The production of oligosaccharides and polysaccharides by glucansucrases is dependent on the concentration and type of suitable acceptor carbohydrates (Galle et al., 2010, Kaditzky and Vogel, 2008, Tieking and Gänzle, 2005). Maltose is an efficient acceptor carbohydrate for dextransucrase present in cereals and diverts sucrose conversion from exopolysaccharide synthesis to oligosaccharide production (Galle et al., 2010, Kaditzky and Vogel, 2008). The concentration of maltose and other acceptor carbohydrates in sourdough depends on the carbohydrate composition as well as the enzyme activity of the cereal substrate thus influencing the yield of EPS and oligosaccharides in sourdough fermentations with EPS-producing starter cultures (Galle et al., 2010, Galle et al., 2012). The carbohydrate composition of wheat and rye flours as well as the evolution of carbohydrate levels in wheat and rye sourdoughs is well described (Roecken and Vosey, 1995). However, little data is available for other cereals or pseudocereals that are used in gluten-free baking.

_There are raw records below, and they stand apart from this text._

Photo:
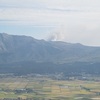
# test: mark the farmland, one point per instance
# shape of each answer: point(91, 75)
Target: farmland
point(45, 88)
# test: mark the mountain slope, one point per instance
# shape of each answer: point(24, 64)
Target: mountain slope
point(15, 48)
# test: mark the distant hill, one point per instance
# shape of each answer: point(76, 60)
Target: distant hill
point(19, 51)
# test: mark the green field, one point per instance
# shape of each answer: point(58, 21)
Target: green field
point(48, 89)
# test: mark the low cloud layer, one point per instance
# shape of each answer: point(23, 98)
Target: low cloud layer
point(76, 21)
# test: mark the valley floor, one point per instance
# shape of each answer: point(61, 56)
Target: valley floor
point(44, 88)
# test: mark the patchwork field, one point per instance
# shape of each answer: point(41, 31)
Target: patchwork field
point(48, 89)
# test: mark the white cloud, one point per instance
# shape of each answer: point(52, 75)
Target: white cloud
point(75, 20)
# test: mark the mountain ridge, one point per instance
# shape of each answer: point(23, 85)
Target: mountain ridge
point(16, 48)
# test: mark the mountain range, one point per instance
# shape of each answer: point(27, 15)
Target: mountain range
point(24, 51)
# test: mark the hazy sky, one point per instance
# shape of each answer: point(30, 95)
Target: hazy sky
point(75, 21)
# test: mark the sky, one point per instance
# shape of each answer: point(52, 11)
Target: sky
point(74, 21)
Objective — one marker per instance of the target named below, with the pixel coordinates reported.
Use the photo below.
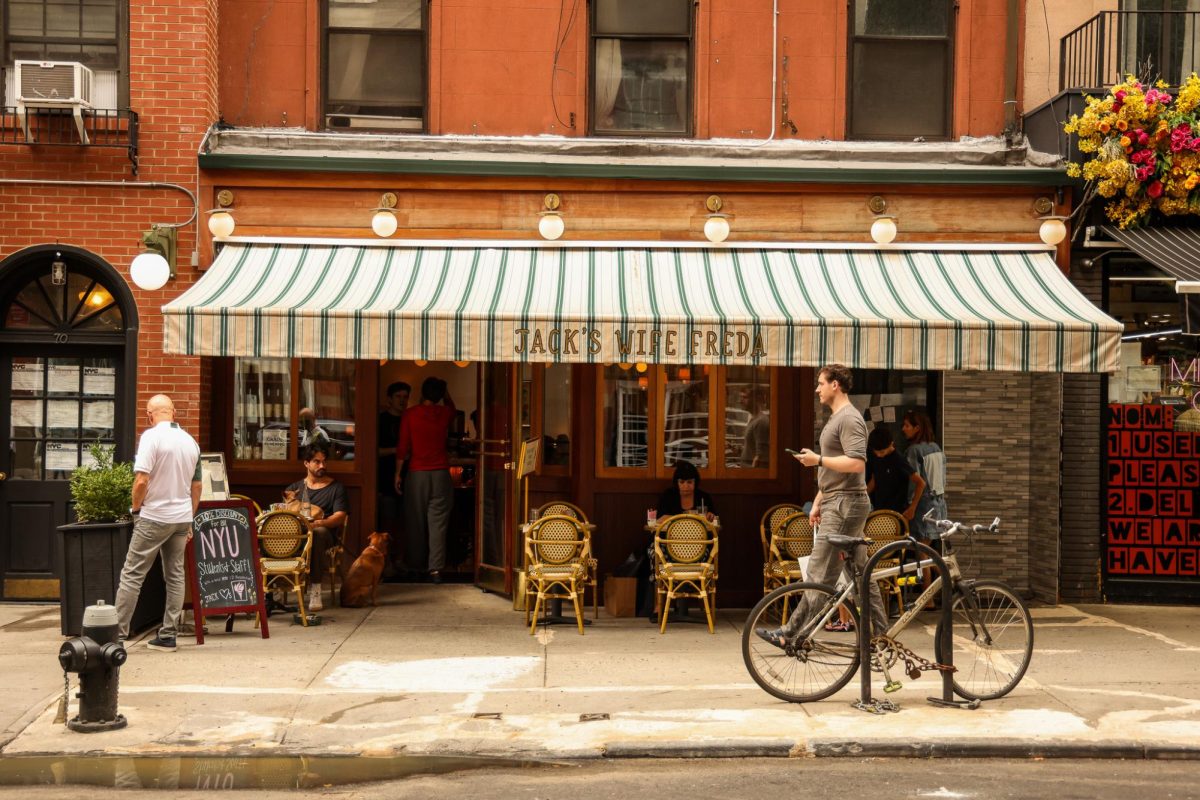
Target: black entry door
(67, 364)
(57, 405)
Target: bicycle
(991, 631)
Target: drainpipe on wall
(1012, 36)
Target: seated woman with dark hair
(684, 494)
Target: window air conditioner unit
(349, 121)
(53, 84)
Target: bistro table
(683, 605)
(555, 615)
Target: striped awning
(775, 306)
(1174, 250)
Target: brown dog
(363, 581)
(310, 512)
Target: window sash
(715, 428)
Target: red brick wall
(173, 54)
(491, 61)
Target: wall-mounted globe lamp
(550, 221)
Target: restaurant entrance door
(496, 498)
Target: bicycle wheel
(993, 643)
(815, 666)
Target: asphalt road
(748, 779)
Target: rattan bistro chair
(882, 528)
(685, 564)
(571, 510)
(773, 572)
(557, 548)
(286, 546)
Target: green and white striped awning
(937, 308)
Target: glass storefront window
(327, 405)
(748, 417)
(625, 405)
(262, 408)
(685, 416)
(556, 415)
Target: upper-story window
(93, 32)
(375, 64)
(901, 70)
(641, 67)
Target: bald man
(166, 495)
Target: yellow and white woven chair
(557, 548)
(685, 564)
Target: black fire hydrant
(96, 656)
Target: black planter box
(93, 555)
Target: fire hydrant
(96, 656)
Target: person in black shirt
(319, 489)
(889, 477)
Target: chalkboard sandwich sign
(222, 563)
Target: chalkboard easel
(222, 563)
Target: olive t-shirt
(845, 434)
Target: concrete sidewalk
(451, 671)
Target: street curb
(1003, 749)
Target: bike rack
(943, 644)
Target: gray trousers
(843, 513)
(427, 499)
(150, 537)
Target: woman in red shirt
(427, 489)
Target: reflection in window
(556, 415)
(685, 415)
(625, 408)
(262, 408)
(327, 405)
(748, 417)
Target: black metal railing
(1149, 44)
(59, 127)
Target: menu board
(222, 563)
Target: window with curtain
(93, 32)
(641, 67)
(715, 417)
(900, 70)
(282, 404)
(375, 64)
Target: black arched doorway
(69, 330)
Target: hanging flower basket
(1144, 148)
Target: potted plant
(91, 551)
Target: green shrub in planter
(103, 491)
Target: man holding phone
(841, 504)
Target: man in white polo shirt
(166, 495)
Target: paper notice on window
(64, 415)
(27, 414)
(99, 380)
(61, 456)
(64, 378)
(99, 415)
(275, 444)
(27, 378)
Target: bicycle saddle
(846, 542)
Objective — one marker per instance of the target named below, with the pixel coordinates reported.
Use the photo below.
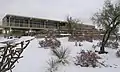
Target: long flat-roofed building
(14, 22)
(21, 24)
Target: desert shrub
(118, 53)
(62, 55)
(109, 44)
(53, 65)
(50, 42)
(87, 59)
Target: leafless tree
(10, 54)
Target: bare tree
(10, 55)
(109, 19)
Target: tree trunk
(102, 49)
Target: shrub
(61, 54)
(110, 44)
(87, 59)
(53, 65)
(118, 53)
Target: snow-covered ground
(35, 58)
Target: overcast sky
(51, 9)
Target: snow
(35, 58)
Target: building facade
(22, 24)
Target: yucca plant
(53, 65)
(62, 55)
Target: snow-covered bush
(53, 65)
(50, 42)
(110, 44)
(87, 59)
(118, 53)
(62, 55)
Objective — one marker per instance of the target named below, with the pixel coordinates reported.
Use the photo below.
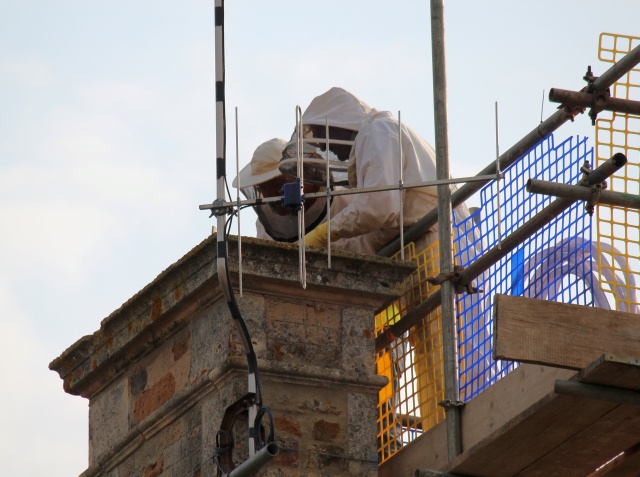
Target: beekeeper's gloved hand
(318, 236)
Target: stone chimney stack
(162, 370)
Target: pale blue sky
(107, 141)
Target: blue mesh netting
(553, 264)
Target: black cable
(271, 438)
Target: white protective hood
(342, 108)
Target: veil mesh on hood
(339, 109)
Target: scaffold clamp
(218, 208)
(454, 277)
(449, 404)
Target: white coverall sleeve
(377, 164)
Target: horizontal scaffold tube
(553, 122)
(589, 100)
(493, 255)
(617, 199)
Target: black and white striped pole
(222, 247)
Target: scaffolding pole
(492, 256)
(451, 402)
(510, 157)
(577, 192)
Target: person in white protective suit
(261, 178)
(370, 220)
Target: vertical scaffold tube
(451, 393)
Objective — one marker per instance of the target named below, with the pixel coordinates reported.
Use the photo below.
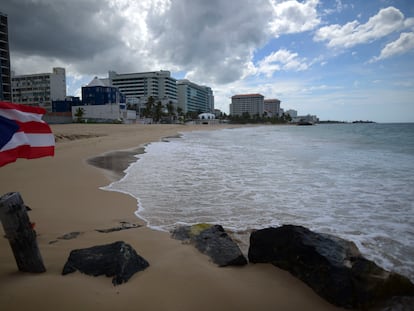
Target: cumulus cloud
(292, 16)
(386, 21)
(281, 60)
(215, 41)
(402, 45)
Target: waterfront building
(293, 113)
(272, 107)
(65, 105)
(5, 77)
(194, 98)
(141, 85)
(39, 89)
(253, 104)
(99, 92)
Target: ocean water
(355, 181)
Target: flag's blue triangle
(7, 129)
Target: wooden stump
(19, 232)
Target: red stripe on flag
(29, 109)
(26, 152)
(34, 127)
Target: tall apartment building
(272, 107)
(253, 104)
(39, 89)
(5, 78)
(141, 85)
(194, 98)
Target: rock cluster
(331, 266)
(118, 260)
(213, 241)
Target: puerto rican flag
(23, 133)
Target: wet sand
(63, 193)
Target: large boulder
(213, 241)
(118, 259)
(333, 267)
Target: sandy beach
(63, 193)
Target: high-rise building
(139, 86)
(5, 80)
(272, 107)
(253, 104)
(194, 98)
(39, 89)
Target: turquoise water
(352, 180)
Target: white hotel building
(194, 98)
(137, 87)
(253, 104)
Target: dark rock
(213, 241)
(70, 235)
(118, 259)
(331, 266)
(124, 226)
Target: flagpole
(19, 232)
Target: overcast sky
(341, 60)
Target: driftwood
(19, 232)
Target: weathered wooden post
(19, 232)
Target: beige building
(272, 107)
(39, 89)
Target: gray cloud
(213, 38)
(70, 30)
(210, 40)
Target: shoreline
(65, 196)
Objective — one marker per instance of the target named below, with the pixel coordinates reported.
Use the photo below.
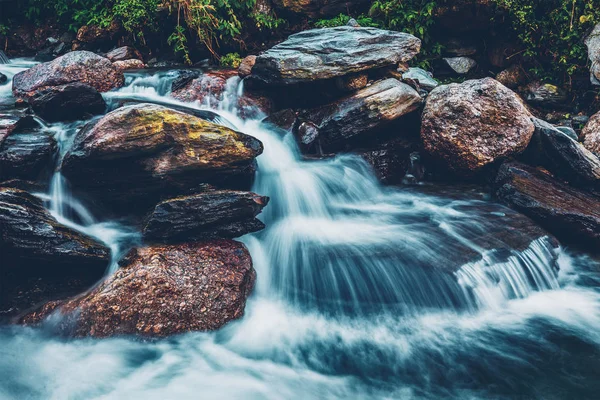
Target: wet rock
(211, 88)
(75, 67)
(319, 8)
(68, 102)
(593, 44)
(220, 214)
(245, 68)
(512, 77)
(27, 156)
(139, 152)
(161, 291)
(544, 94)
(390, 161)
(419, 79)
(570, 214)
(591, 134)
(124, 53)
(41, 259)
(363, 113)
(475, 123)
(461, 65)
(563, 155)
(129, 64)
(320, 54)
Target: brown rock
(476, 123)
(245, 68)
(591, 134)
(78, 66)
(161, 291)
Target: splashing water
(361, 294)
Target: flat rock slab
(321, 54)
(161, 291)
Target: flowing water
(362, 292)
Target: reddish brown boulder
(78, 66)
(475, 123)
(591, 134)
(161, 291)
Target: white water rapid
(362, 291)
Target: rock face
(568, 213)
(124, 53)
(139, 152)
(593, 45)
(67, 102)
(591, 134)
(320, 54)
(41, 259)
(319, 8)
(473, 124)
(212, 215)
(26, 155)
(77, 66)
(563, 156)
(163, 290)
(360, 114)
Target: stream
(362, 292)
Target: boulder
(570, 214)
(320, 54)
(591, 134)
(211, 88)
(68, 102)
(129, 64)
(562, 155)
(350, 119)
(460, 65)
(245, 68)
(219, 214)
(124, 53)
(42, 260)
(27, 155)
(475, 123)
(593, 45)
(544, 94)
(319, 8)
(140, 152)
(77, 66)
(420, 79)
(162, 290)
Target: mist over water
(361, 293)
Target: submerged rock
(320, 54)
(220, 214)
(338, 124)
(161, 291)
(593, 45)
(569, 213)
(42, 260)
(26, 155)
(67, 102)
(78, 66)
(136, 154)
(475, 123)
(124, 53)
(591, 134)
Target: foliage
(343, 19)
(231, 60)
(551, 33)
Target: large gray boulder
(593, 45)
(475, 123)
(320, 54)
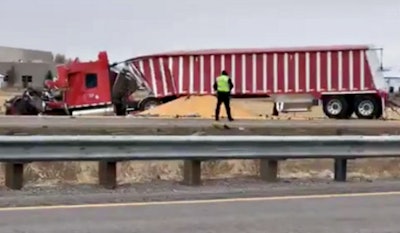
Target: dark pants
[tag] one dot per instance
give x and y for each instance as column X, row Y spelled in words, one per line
column 223, row 97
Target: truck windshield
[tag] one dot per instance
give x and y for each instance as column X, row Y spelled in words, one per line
column 131, row 72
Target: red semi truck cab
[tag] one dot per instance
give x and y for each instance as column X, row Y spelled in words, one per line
column 94, row 87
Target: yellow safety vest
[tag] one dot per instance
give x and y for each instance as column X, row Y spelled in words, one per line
column 223, row 84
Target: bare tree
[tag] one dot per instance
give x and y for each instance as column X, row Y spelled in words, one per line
column 60, row 59
column 11, row 76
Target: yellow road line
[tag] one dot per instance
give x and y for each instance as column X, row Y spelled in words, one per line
column 185, row 202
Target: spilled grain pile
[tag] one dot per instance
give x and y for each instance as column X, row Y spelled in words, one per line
column 197, row 107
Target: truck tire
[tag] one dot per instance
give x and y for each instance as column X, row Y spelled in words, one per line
column 148, row 103
column 367, row 107
column 336, row 107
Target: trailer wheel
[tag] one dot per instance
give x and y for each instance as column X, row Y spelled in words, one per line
column 148, row 103
column 367, row 107
column 336, row 107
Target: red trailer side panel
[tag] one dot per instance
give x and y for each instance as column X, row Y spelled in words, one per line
column 260, row 72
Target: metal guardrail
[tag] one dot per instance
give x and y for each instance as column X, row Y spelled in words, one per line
column 117, row 148
column 17, row 150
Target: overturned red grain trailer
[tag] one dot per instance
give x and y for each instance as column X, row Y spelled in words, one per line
column 346, row 79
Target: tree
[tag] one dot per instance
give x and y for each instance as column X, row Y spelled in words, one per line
column 49, row 75
column 60, row 59
column 11, row 76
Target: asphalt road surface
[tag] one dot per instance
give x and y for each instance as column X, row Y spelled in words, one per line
column 309, row 214
column 111, row 121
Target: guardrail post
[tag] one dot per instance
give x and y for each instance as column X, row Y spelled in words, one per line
column 14, row 175
column 340, row 169
column 108, row 174
column 269, row 170
column 192, row 172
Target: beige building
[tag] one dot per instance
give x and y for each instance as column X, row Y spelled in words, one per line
column 25, row 67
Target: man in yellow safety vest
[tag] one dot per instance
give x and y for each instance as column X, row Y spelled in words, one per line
column 223, row 86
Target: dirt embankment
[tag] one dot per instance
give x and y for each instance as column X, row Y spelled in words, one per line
column 134, row 172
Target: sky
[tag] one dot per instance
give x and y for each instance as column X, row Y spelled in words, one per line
column 128, row 28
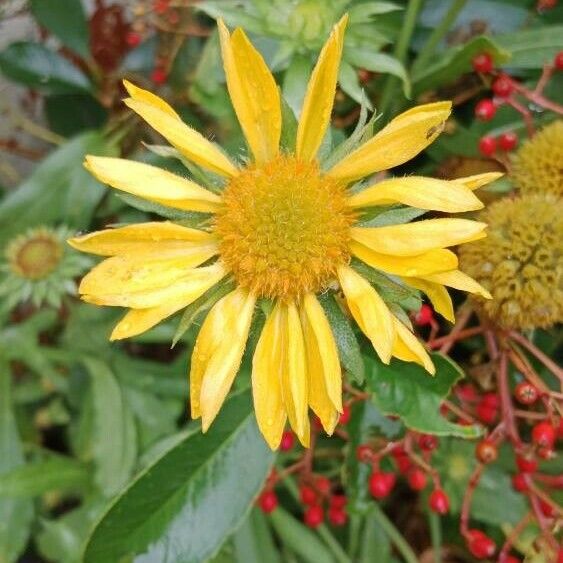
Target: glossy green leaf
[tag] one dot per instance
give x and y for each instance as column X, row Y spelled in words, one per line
column 410, row 392
column 36, row 66
column 348, row 346
column 59, row 189
column 114, row 436
column 15, row 514
column 454, row 62
column 65, row 19
column 184, row 506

During sucrose hydrolysis, fructose is released which can be used as an electron acceptor by most heterofermentative LAB and results in acetate formation (Gänzle et al., 2007). An excess of acetate compromises the quality of bread (Galle et al., 2010, Kaditzky and Vogel, 2008, Tieking and Gänzle, 2005). The obligate heterofermentative strain Weissella cibaria MG1 produced high amounts of the HoPS dextran (a α-1,6-linked glucan) from sucrose (Galle et al., 2010, Galle et al., 2012). Yet, comparable to other Weissella species, acetate formation was low, since W. cibaria MG1 lacks mannitol dehydrogenase activity and does not convert fructose to mannitol with concomitant acetate formation (Galle et al., 2010).

The strain-specific ability to produce exopolysaccharides during sourdough fermentation depends on the metabolic activity of the fermentation microbiota (Gänzle et al., 2007), and contributes to the sourdough's ability to influence bread quality (Galle et al., 2012, Katina et al., 2009).

It was the aim of this study to assess the production of EPS, oligosaccharides and organic acids by Weissella cibaria in sourdoughs. Protein degradation in gluten-free sourdoughs, as well as the effect of fermentation on dough rheology was also determined.